In my last post http://data.andyburgin.co.uk/post/65706647269/visualising-logstash-apache-data-in-gephi I generated some pretty visualisations of apache webserver logs by extracting data from my logstash elasticsearch server using a python script.

You can now grab the script from https://github.com/andyburgin/es2gefx

The tool queries elasticsearch and retrieves entries matching specified criteria (as nodes), it then identifies edges between the event nodes using defined parameters and finally uses the pygexf library to generate a gexf file for importing into gephi.

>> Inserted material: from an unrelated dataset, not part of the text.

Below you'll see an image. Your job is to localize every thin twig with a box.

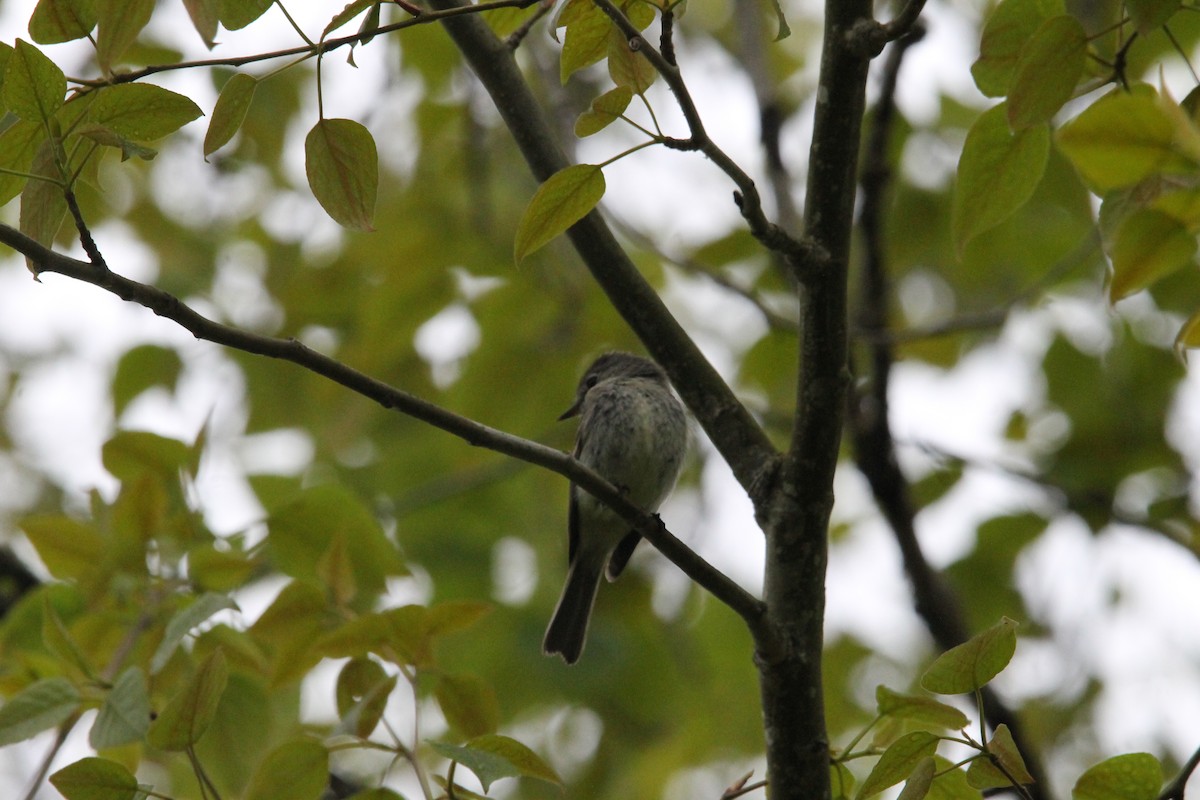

[593,0,821,267]
[0,224,768,636]
[1158,747,1200,800]
[70,0,541,86]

I still need to add command line arguments, but the parameters in the code are:

  • host & port - the ip and port number of elasticsearch url
  • starttime & endtime - in format %Y%m%d%H%M%S includes all entries in elasticsearch within these timestamps
  • evttype - the value of the @type field that indicates an elasticsearch entry generated logstash that match the %{COMBINEDAPACHELOG} grok pattern
  • relatedfield & relatetimeout - field and time period to be used for edge detection •verbose - debug messages

It was built using Python 2.7.3 on Debian Wheezy vm, you will need to download the latest https://github.com/paulgirard/pygexf don’t use the easy_install method as this will install 0.2.2 which is missing some of the newer features needed. You just need a to put the files in a gexf folder next to the es2gefx.py file.

The tool has limitations, there is a limit to what the xml libraries underlying pygexf can do. I’ve been generation 25000 nodes and 18000 edges without problems.

BTW It’s my first “real” stab at Python development, so I encourage everyone to take a look and feedback (nicely).